I say this, because I have myself seen people go mad in similar, but relatively trivial, circumstances: as a result of culture shock, or because assumptions about their marriage or relationships or family that they had long held proved untrue. When merely the social organization around them stopped making sense to them. How much more so if the tumult includes the physical world: “hallucinations,” indeed.

And so, a merciful God will not do this. If you do not have faith, he is not going to perform any great miracles for you, for your protection. Even if you ask for them, and sincerely want them, he cannot.

Realizing this suggests another interesting possibility, regarding another New Testament puzzle: what happened to all those demons that possessed people in the Bible and in the New Testament? Have they all disappeared since then? Logically, mustn’t we still have demonic possessions happening today?

It is possible, mind, to believe they are now many fewer then they were then—thanks to the widespread practice of baptism and faith in Christianity, which hold them at bay. But then, these practices are now in decline. It should follow that we get an upsurge in demonic possessions, and this should show up somewhere…

Interestingly enough, it does. The incidence of “mental illness” has risen dramatically since the 1960s—since just about the time our focus on Christianity clearly began to decline.
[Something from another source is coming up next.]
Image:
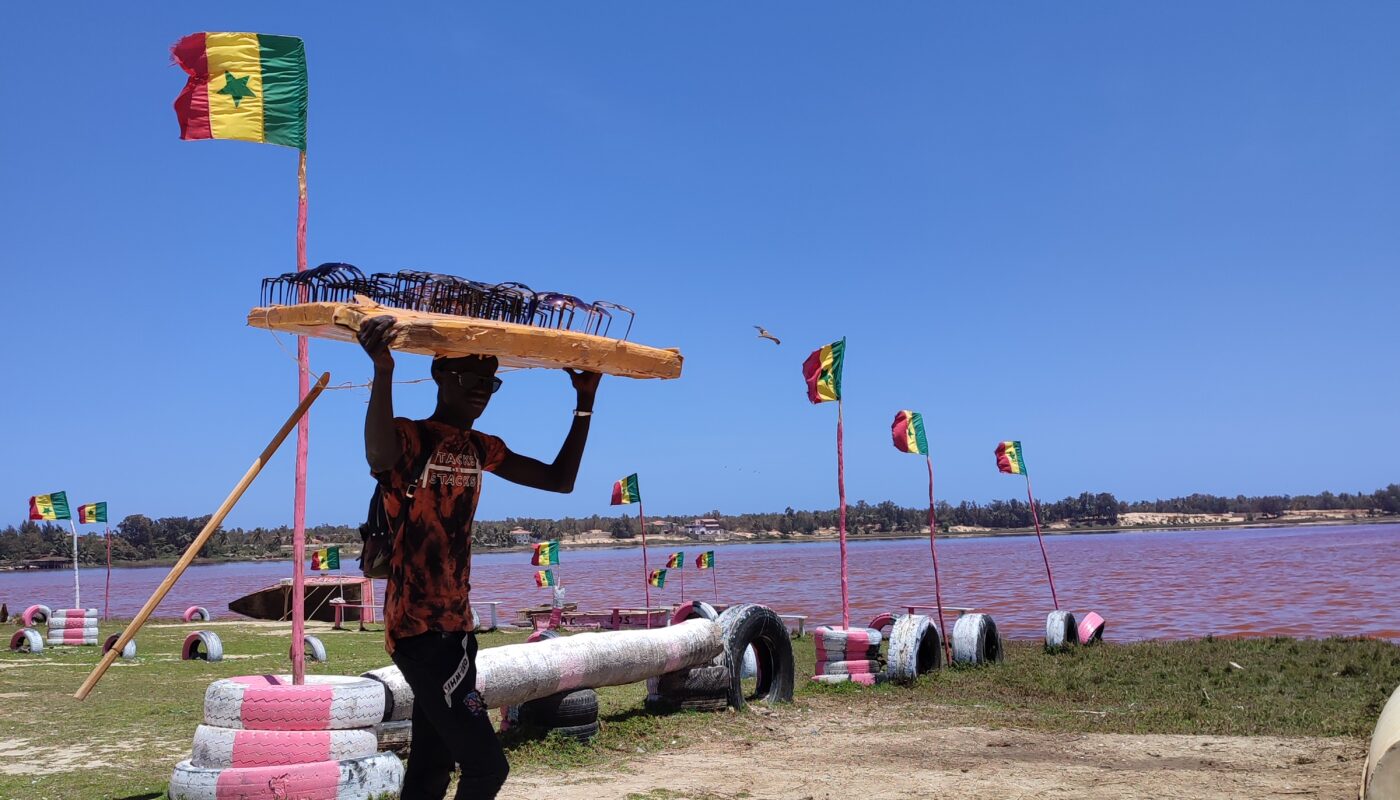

But of course. If you accept the Bible as true, you must accept not just the existence of God, but also of both angels and demons. Demons will not share God’s compunctions about performing supernatural acts when the human supplicant is not prepared for them. Speak of the devil, and he will appear. Turn from God, and you lose protection against him.

Hence, surely, the traditional legend of the “sorcerer’s apprentice.” Hence the warnings against dabbling in magic. All hell really could break loose.

And hence the possibility that much of what we call “mental illness” is, more or less as the New Testament says—indeed, as many sufferers themselves insist--a demonic possession. It is a spiritual (psychic) “illness,” and so how would it not have a spiritual cause?

It could be the common result of becoming suddenly, dramatically aware of the reality of the supernatural, and lacking the conceptual framework to handle this knowledge. This could be caused by taking hallucinogenic drugs. It could be caused by culture shock, or a shock in one’s personal life--hysteria. Or, especially in severe cases, it could be caused by a demon, a mischievous or hostile spiritual being.

If so, of course, traditional psychotherapy is not going to help—as, indeed, it does not, for the “severely” mentally ill. The therapist is going to insist that the visions and voices and moving mountains are purely imaginary and “nonexistent”—and they are not, and the “patient” in his heart and his mind knows perfectly well they are not. In such a case, talking therapy will be purely counter-productive: striving mightily to hold the sufferer back from the fundamental restructuring of his notion of reality that he needs to perform. Interesting that all severe forms of “mental illness” are now “incurable”—while they clearly were not in the New Testament.

The bottom line is this: the modern techniques, objectively speaking, do not work. Those in the New Testament apparently did. Moreover, similar shamanic approaches, which center on casting out unwanted spirits, still do seem to work in cultures like Korea, India, or Sri Lanka today.

Time for some real “faith healing,” I’d say.